The landmark exit of venture capital (VC) investors from online retailer Flipkart through its sale to US retail giant Walmart for $16 billion may now be in the crosshairs of the income tax (I-T) department for tax avoidance.
The Authority for Advance Ruling (AAR) has stated that the funds registered out of Mauritius but with decision-making teams in the US cannot avail of the benefits of the double taxation avoidance agreement (DTAA) between India and Mauritius. The ruling did not disclose the name of the investor, but said that “the funds of the applicants were ultimately controlled by Mr. X (US-based director) and the applicants had only limited control over their fund”.
This investor had sold shares worth Rs 14,500 crore through three entities. AAR concluded that “the head and brain of the companies and consequently their control and management was situated not in Mauritius but outside in the US”.

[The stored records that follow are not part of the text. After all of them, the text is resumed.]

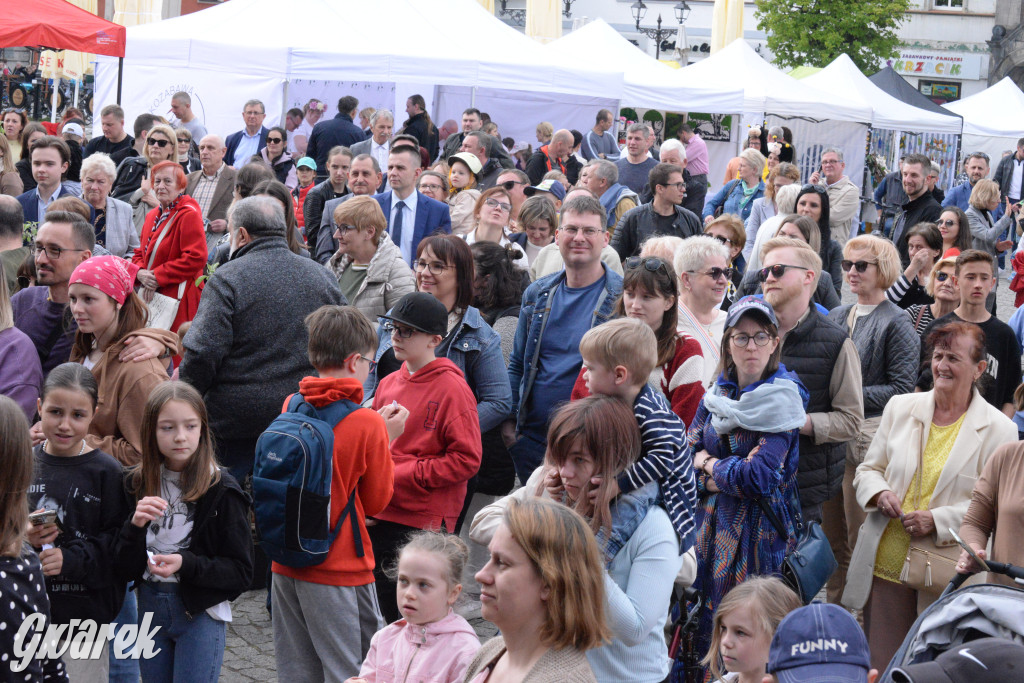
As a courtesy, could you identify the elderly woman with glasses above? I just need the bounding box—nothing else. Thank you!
[259,126,297,190]
[459,187,528,271]
[704,214,746,309]
[674,235,731,389]
[824,234,919,603]
[79,153,140,259]
[702,149,767,226]
[174,128,201,174]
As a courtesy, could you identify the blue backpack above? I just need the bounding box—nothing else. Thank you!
[253,394,364,568]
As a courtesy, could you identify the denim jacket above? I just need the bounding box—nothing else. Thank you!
[507,263,623,432]
[596,481,663,566]
[364,305,512,433]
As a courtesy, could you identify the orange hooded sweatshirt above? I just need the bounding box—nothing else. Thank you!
[272,376,394,587]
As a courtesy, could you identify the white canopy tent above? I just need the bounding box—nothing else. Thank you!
[944,78,1024,164]
[543,19,744,113]
[804,54,962,134]
[93,0,625,144]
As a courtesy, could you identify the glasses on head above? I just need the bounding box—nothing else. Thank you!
[383,321,417,339]
[413,259,449,277]
[499,180,527,192]
[730,331,774,348]
[801,183,827,193]
[938,219,958,227]
[266,137,284,144]
[624,256,667,273]
[33,243,85,260]
[146,138,171,148]
[757,263,810,282]
[841,259,878,273]
[709,234,733,246]
[688,266,735,281]
[484,198,512,212]
[560,225,603,238]
[934,271,952,283]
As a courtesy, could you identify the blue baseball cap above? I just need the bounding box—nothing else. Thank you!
[523,178,566,201]
[767,603,871,683]
[296,157,317,171]
[725,294,778,329]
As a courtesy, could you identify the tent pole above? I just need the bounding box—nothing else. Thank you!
[74,79,80,109]
[51,79,58,123]
[116,57,123,105]
[282,79,291,124]
[471,86,476,108]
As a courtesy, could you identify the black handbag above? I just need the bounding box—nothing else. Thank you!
[757,495,837,604]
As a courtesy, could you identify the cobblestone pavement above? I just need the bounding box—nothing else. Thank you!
[221,275,1021,681]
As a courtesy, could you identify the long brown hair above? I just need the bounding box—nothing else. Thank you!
[70,290,148,360]
[129,381,220,502]
[0,396,33,557]
[615,258,680,366]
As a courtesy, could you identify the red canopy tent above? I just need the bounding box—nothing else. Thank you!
[0,0,127,103]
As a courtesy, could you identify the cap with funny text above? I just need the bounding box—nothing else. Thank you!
[767,603,871,683]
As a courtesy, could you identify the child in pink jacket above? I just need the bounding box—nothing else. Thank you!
[346,532,480,683]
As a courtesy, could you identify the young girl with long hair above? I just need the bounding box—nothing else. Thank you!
[115,381,254,682]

AAR has also observed that the key decisions were taken by the non-resident director after reviewing the minutes of the board meeting. The Mauritius-based shareholders in Flipkart had applied for nil withholding tax, given the DTAA agreement, but this was rejected by the I-T department. The shareholders then took the appeal to AAR, which has now ruled in favour of the tax department.
The ruling further states that the shareholders had set up a “see-through entity” to avail the benefits of India-Mauritius DTAA. AAR has also denied grandfathering benefits for capital gains tax under amended India-Mauritius DTAA as Flipkart was registered in Singapore.